# Yuin PK1 Dissection



## Whiffen

Unfortunately my Yuin Pk1's have stopped working once again after getting them repaired a few month's ago.
   
  I thought I would post a picture of them completely disassembled for those who may be interested in seeing how ear buds work in general, or who specifically want to see how Yuin's PK1's are made.
   
  The quality of the sound they produced was quite fantastic and the materials, although cheap, seemed to be put together well enough. But they just don't seem to hold up very well over time. My main hypotheses on why they break so often are; Cable insulation rubbing off and shorting themselves.

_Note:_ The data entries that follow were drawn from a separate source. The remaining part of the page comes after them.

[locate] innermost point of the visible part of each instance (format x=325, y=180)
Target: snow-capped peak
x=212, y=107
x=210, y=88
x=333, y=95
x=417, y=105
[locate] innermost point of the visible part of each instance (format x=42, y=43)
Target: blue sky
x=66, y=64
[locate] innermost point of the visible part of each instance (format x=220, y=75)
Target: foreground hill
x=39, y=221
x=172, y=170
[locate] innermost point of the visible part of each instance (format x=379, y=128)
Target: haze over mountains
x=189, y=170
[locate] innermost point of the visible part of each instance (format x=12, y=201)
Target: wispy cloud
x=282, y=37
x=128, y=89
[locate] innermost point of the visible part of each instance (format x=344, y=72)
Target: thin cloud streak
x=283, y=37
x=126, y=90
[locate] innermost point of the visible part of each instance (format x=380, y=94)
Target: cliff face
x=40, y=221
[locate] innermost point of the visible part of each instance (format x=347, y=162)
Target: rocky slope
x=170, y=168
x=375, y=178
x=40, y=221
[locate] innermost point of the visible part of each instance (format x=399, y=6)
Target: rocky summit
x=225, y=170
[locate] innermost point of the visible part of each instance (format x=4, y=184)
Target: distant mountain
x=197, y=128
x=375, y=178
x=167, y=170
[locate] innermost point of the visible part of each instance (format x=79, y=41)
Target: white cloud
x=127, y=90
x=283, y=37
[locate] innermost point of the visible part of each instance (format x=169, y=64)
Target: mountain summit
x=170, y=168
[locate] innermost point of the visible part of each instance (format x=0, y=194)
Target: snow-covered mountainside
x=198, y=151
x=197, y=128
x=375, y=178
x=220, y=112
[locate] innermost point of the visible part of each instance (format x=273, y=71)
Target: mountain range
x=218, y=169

The jack becoming damaged or warped. Or possibly the microscopic voice coil hairs break. Mostly I think its down too cabling issues, they should be fine for home use but if you are planning on moving around with them in your pocket I would expect them to break within a few month's.
   

   
  Most of the components are glued together. I used a heat gun off of a soldering station to gently and evenly heat the glued areas before carefully removing the parts by pulling carefully with tweezers / gloved hands. (Lowest heat, keeping some distance, and remember don't keep any area under heat for too long!)
   
  That's what YOU SHOULD do at least, or you'll end up with a melted front cap and speaker diaphragm like myself!
   
  Enjoy! I'm going to try and reshape the front cap under heat and make a new diaphragm and reshape the voice coil later.


----------